Supplements » Global Industry 2020

Hong Kong roundtable: Anticipating the next black swan

Funds Europe – How are Sino-US relations affecting institutional investors and asset management companies in Asia?

Zhong – The US is the largest capital market and China is catching up, so global asset managers are positioning themselves actively in the Chinese market. This is independent from US-China relations.

The Chinese government is restructuring and accelerating the opening-up of financial markets and is confident about introducing new market entrants with new capabilities. This creates more opportunities for global asset managers.

Ultimately, the two countries and whole world will benefit from a more constructive relationship between the US and China.

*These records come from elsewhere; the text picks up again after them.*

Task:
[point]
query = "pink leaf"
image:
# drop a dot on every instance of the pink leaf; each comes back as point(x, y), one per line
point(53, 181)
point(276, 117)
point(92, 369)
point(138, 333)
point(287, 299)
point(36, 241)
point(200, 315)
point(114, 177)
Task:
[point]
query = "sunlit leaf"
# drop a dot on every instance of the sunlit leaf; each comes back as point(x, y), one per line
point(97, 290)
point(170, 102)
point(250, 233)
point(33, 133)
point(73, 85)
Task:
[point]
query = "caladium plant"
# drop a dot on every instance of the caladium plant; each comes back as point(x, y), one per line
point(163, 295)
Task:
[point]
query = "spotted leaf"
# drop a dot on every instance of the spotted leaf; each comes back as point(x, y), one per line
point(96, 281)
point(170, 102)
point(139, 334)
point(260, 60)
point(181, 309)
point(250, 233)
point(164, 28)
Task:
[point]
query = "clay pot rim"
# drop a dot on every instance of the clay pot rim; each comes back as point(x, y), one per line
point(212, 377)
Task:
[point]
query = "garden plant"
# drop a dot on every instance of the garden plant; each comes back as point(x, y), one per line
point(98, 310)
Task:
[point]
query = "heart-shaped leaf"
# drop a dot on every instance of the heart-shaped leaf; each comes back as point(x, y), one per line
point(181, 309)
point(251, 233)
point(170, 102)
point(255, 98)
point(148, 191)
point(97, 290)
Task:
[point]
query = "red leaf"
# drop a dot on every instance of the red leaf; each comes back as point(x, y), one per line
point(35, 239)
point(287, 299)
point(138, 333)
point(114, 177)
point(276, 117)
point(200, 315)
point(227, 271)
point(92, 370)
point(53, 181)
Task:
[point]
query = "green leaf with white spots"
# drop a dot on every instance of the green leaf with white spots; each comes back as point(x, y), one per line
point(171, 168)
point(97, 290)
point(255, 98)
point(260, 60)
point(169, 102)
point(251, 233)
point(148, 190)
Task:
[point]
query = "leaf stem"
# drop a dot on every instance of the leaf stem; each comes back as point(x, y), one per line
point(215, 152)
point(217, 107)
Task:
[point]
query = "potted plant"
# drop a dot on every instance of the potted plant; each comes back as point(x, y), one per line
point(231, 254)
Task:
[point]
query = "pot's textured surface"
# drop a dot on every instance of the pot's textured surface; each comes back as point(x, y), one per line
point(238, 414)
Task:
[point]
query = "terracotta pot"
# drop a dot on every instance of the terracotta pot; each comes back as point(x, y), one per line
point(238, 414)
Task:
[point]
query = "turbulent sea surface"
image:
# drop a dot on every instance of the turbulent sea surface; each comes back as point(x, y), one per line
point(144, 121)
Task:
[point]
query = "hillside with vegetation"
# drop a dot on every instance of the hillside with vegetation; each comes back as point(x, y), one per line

Vengayil – There is too much focus on the current political optics and rhetoric, and it will be a big mistake to think that this issue could fade away after the elections. I would not even call it a trade war or a conflict between the US and China, it’s increasingly evident it’s more of a tech war and what is happening is going to be one of the key issues that will drive the investment debates for years to come.

The tech war is nothing less than the race for supremacy between the world’s two economic superpowers in the industries of the future, and we see a genuine threat of a tech decoupling. I use the words ‘tech decoupling’ in a larger context, where the global markets for tech bifurcates into the Chinese node and the US node. We are already seeing some signs of that by the US banning TikTok, WeChat, and some of the discussions around 5G infrastructure.

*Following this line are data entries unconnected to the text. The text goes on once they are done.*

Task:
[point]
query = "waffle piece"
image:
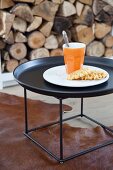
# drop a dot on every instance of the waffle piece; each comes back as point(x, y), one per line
point(86, 74)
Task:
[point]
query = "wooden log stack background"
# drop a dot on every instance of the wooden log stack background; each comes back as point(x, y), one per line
point(31, 29)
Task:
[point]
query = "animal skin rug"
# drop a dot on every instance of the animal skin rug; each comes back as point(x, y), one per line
point(18, 153)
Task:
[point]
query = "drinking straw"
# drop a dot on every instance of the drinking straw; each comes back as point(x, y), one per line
point(65, 37)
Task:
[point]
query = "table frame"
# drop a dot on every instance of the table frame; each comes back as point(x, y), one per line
point(61, 159)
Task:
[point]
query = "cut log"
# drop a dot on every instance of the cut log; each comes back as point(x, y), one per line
point(66, 9)
point(7, 22)
point(98, 5)
point(28, 1)
point(18, 51)
point(61, 23)
point(36, 40)
point(11, 65)
point(5, 55)
point(86, 18)
point(2, 22)
point(103, 17)
point(19, 37)
point(51, 42)
point(35, 24)
point(6, 4)
point(9, 39)
point(108, 52)
point(84, 34)
point(108, 41)
point(41, 52)
point(56, 52)
point(23, 11)
point(2, 44)
point(46, 28)
point(101, 30)
point(79, 8)
point(19, 24)
point(96, 48)
point(46, 10)
point(60, 40)
point(87, 2)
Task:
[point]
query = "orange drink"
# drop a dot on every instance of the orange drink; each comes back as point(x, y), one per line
point(74, 56)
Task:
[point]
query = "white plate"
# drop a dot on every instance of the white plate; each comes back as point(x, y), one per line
point(57, 75)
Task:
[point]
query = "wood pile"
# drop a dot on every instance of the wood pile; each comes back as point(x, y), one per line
point(30, 29)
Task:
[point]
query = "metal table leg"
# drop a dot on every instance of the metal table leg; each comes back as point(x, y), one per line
point(60, 122)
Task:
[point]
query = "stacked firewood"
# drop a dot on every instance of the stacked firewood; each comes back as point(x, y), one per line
point(30, 29)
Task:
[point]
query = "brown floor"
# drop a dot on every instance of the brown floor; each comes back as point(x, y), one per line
point(100, 108)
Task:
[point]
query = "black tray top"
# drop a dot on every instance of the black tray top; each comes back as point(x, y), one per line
point(30, 76)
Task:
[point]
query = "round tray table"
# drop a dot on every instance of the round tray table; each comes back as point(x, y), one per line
point(30, 76)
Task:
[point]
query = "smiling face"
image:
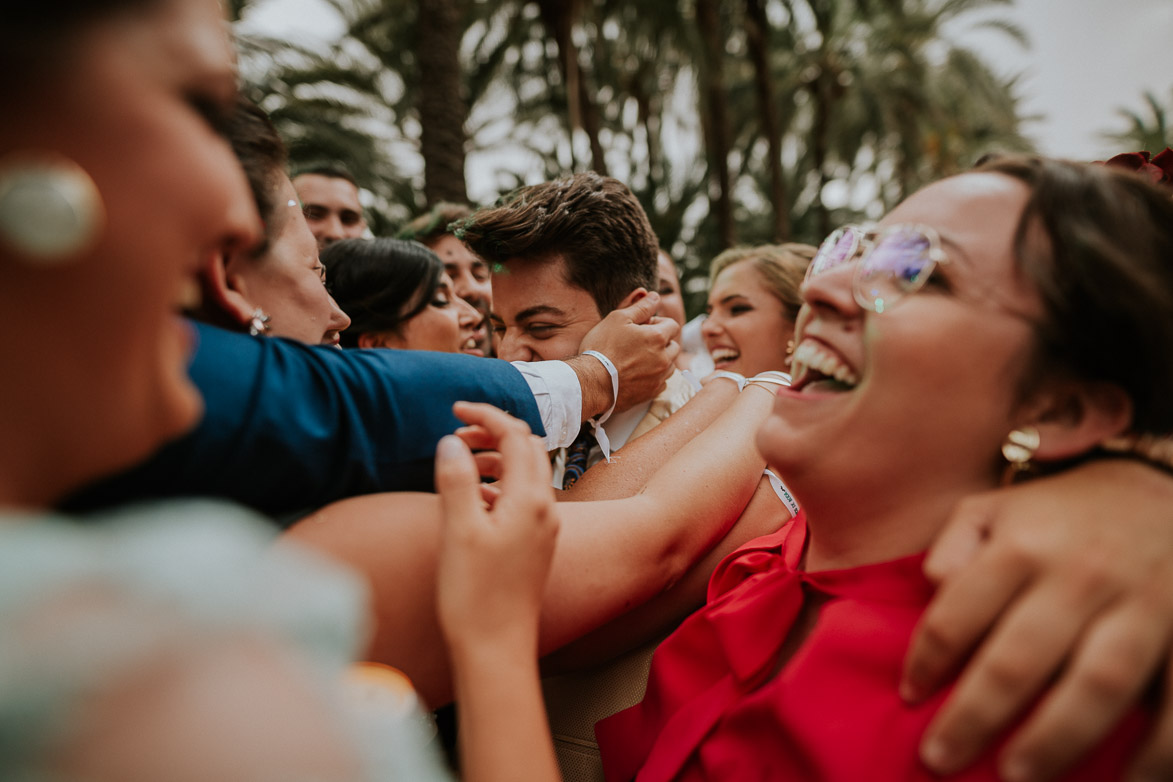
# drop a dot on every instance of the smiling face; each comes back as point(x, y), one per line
point(746, 330)
point(130, 106)
point(286, 279)
point(469, 279)
point(537, 315)
point(447, 324)
point(928, 389)
point(332, 208)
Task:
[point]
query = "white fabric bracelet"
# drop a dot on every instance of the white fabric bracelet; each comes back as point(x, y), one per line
point(773, 378)
point(732, 375)
point(604, 443)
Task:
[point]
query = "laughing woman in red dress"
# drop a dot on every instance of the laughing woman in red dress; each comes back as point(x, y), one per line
point(970, 328)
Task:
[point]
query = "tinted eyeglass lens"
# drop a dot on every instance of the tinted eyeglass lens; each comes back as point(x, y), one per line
point(835, 251)
point(897, 264)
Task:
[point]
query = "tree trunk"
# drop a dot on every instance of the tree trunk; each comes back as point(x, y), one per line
point(442, 106)
point(558, 17)
point(716, 122)
point(758, 39)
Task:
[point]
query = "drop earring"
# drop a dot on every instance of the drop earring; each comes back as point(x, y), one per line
point(49, 209)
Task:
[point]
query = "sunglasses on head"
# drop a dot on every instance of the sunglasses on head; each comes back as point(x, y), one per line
point(890, 262)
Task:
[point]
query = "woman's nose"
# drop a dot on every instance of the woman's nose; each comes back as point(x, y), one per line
point(832, 290)
point(710, 326)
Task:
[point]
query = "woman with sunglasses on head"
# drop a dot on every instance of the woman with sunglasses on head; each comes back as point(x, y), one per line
point(398, 294)
point(955, 346)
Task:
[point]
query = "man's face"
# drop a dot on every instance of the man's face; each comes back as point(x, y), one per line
point(537, 315)
point(331, 206)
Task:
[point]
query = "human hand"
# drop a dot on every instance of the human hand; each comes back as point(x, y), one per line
point(1075, 575)
point(494, 561)
point(642, 348)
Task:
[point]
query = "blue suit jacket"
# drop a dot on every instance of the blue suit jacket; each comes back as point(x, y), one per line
point(289, 427)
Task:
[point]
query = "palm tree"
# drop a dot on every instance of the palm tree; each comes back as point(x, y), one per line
point(441, 106)
point(1151, 130)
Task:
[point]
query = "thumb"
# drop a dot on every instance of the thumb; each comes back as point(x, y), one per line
point(642, 311)
point(458, 481)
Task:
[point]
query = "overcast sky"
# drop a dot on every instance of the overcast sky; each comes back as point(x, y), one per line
point(1087, 59)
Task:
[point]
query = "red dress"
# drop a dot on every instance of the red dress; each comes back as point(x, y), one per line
point(716, 708)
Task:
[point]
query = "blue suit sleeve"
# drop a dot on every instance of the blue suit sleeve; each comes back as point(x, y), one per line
point(289, 427)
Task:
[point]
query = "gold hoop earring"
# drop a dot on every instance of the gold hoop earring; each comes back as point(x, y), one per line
point(1019, 449)
point(51, 210)
point(258, 324)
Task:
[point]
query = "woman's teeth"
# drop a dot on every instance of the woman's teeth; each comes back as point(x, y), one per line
point(808, 356)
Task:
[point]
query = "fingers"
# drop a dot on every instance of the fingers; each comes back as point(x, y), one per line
point(960, 614)
point(489, 494)
point(1002, 680)
point(476, 437)
point(960, 541)
point(642, 310)
point(523, 461)
point(1103, 680)
point(1155, 759)
point(489, 463)
point(458, 482)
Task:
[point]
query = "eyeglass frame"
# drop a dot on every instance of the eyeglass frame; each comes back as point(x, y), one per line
point(865, 239)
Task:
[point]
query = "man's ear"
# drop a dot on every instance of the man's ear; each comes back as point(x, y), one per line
point(226, 291)
point(631, 298)
point(375, 339)
point(1072, 417)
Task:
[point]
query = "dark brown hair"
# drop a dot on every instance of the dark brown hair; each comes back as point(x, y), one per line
point(262, 155)
point(1098, 245)
point(594, 223)
point(380, 284)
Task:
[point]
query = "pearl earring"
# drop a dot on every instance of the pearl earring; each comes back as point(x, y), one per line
point(1019, 448)
point(49, 209)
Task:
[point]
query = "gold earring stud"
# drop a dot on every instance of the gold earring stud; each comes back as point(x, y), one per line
point(49, 209)
point(1019, 448)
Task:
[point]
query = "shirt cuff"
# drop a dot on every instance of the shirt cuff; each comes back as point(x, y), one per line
point(558, 396)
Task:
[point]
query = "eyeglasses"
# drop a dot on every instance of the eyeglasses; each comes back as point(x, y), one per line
point(893, 262)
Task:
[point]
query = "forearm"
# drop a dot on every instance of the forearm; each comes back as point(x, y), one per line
point(596, 385)
point(634, 464)
point(610, 556)
point(662, 613)
point(289, 426)
point(648, 542)
point(503, 730)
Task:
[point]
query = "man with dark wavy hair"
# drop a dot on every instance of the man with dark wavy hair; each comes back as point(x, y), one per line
point(562, 254)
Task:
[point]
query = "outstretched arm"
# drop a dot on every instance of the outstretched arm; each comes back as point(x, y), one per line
point(492, 571)
point(610, 556)
point(1077, 572)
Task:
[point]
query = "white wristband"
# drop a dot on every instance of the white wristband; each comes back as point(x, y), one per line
point(604, 443)
point(732, 375)
point(773, 378)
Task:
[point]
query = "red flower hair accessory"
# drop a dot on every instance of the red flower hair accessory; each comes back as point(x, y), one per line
point(1159, 169)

Fu – I fully agree that the relationship is not going to be short-term. Both countries are going to a new normal in the way they are treating each other, regardless of who the US president is. As long as the ongoing dialogue is not destructive, the market will be getting used to that and will be able to think about what the best allocation strategy is in terms of capturing different growth opportunities because of the changes, for example with 5G. As we all know, there are crises in the market, there is always uncertainty in the markets, but to some extent because of these changes, that creates some clarity on developments happening around the region. Institutional investors and fund managers should be able to identify that.

Because of this ongoing geopolitical issue, companies, including fund management companies, have to think about how they operate in the region. A lot of companies need to be extremely politically sensitive in the way they operate: for example, if they want to expand in China and the parent company is in the US, how are they going to manage this dilemma? This is a very important consideration heading into the future.

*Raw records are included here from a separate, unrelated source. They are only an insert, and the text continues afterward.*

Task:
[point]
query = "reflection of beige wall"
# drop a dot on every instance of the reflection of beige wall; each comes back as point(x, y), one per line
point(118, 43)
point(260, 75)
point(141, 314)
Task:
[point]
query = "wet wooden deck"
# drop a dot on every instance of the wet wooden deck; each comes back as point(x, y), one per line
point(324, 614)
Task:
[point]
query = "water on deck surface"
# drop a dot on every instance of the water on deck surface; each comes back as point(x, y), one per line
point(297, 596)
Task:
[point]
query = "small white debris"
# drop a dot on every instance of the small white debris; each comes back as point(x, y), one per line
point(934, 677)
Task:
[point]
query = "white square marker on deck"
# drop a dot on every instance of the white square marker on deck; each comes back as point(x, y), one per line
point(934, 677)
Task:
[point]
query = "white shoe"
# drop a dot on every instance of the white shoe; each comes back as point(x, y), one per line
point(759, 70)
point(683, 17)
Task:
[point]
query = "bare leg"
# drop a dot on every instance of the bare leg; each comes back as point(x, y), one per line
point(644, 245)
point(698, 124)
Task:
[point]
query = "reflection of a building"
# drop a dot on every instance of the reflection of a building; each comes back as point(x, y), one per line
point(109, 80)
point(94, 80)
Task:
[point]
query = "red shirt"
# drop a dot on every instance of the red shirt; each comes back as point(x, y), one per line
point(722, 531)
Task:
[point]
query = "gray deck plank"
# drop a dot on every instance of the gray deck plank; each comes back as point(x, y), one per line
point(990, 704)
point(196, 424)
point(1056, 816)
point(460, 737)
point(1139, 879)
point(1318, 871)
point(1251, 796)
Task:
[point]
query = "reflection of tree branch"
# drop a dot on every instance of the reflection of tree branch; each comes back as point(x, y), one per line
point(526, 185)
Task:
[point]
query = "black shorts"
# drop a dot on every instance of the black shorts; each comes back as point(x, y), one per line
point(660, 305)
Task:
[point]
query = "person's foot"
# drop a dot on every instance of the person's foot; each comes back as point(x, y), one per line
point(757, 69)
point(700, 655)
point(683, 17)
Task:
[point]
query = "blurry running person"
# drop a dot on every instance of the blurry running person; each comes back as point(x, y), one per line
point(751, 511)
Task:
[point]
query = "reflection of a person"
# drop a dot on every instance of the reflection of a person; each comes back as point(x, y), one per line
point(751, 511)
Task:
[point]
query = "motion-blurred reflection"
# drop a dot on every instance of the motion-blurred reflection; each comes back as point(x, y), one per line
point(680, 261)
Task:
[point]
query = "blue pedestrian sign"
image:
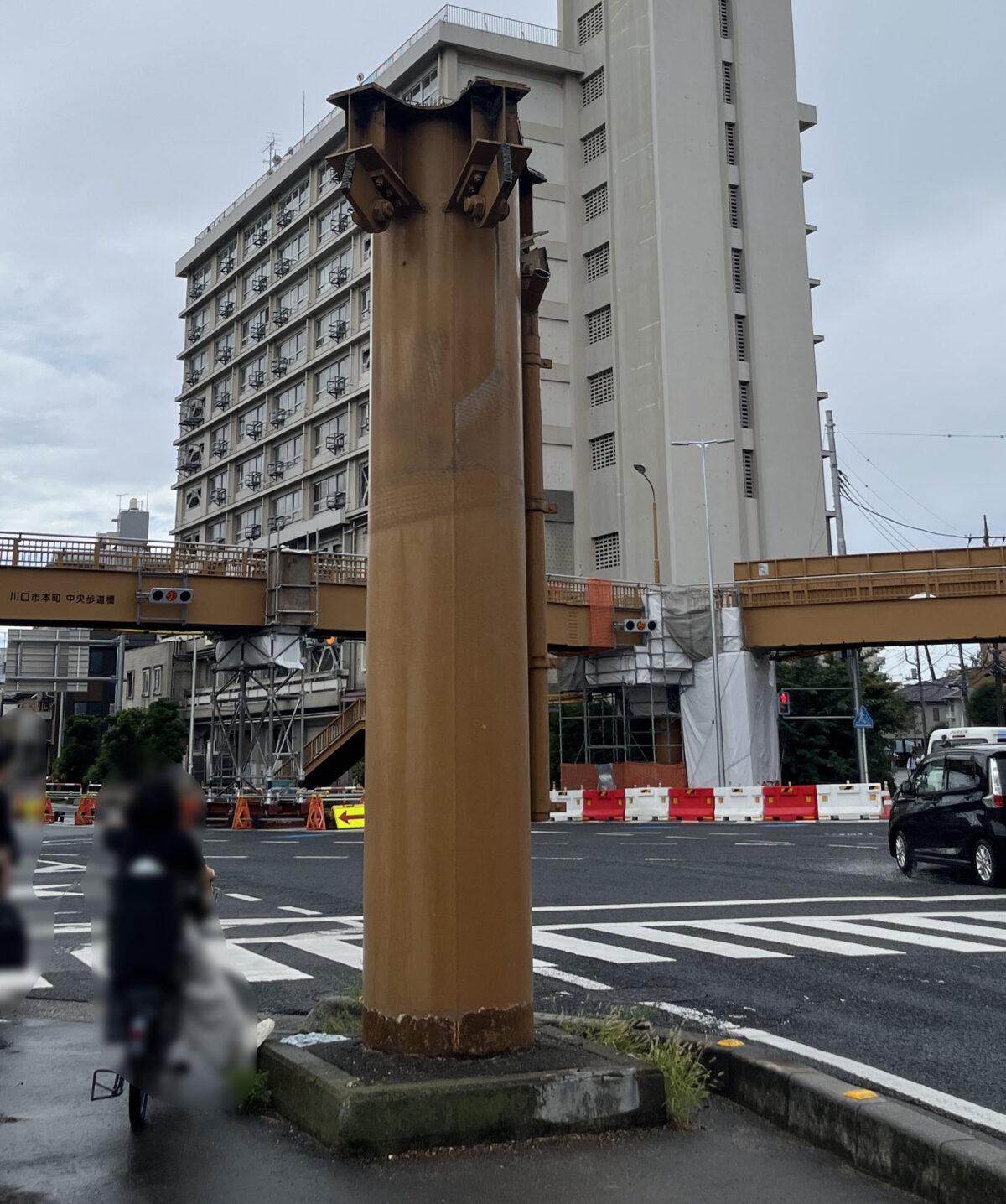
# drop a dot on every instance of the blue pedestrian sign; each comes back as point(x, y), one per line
point(863, 719)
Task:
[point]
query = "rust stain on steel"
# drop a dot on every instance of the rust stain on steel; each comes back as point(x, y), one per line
point(447, 880)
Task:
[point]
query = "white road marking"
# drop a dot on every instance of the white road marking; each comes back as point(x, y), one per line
point(685, 941)
point(862, 1073)
point(796, 939)
point(594, 949)
point(886, 932)
point(545, 969)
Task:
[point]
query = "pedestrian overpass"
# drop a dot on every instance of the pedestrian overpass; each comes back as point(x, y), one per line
point(801, 605)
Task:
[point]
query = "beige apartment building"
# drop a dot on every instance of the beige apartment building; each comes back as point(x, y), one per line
point(679, 306)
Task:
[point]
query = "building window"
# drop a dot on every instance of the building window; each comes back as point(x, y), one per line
point(744, 397)
point(733, 195)
point(597, 262)
point(749, 472)
point(737, 270)
point(603, 452)
point(740, 330)
point(592, 88)
point(329, 494)
point(731, 134)
point(605, 550)
point(590, 24)
point(602, 387)
point(599, 324)
point(596, 202)
point(594, 143)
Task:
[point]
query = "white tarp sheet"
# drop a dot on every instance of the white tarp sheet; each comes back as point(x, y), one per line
point(749, 728)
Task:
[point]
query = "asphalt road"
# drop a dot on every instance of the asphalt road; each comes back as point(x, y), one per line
point(791, 933)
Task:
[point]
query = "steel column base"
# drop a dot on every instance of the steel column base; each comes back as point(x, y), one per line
point(472, 1035)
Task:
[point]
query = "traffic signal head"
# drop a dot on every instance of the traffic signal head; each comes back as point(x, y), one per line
point(170, 595)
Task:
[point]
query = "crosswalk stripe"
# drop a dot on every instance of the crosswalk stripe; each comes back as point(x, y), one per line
point(594, 949)
point(886, 932)
point(798, 939)
point(686, 941)
point(931, 922)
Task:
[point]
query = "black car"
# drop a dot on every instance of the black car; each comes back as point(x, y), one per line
point(952, 811)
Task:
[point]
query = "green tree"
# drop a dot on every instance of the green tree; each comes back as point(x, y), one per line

Chan – It seems that clients are making a very clear distinction between the geopolitical noise from asset-allocation decisions, so we have seen Chinese investors continuing to invest into the US across different asset classes, from fixed income to equities. As a whole, we see that US fixed income is still in high demand across Asia. Of course, there are concerns around the economic implication of the tension, but it’s really the economic fundamentals rather than any political-level consideration.

From a business strategy point of view, we still believe that China will become the second-largest market for asset management in years to come and so asset managers, including ourselves, are eager to participate in the growth. We believe that we are well positioned for that, riding on our diversified investment capabilities, strong track record as well as client-focused servicing.

Vengayil – If you look at the foreign players, including the US ones, they have gone for all possible options when it comes to China, including bringing their global capability to the Chinese clients, selling their China capabilities to the global investors and participating actively in the domestic market. The firms who are taking a majority stake or 100% ownership in Chinese asset management companies includes US firms, so it’s quite evident from a business strategy point of view for us, nothing has really changed because of this.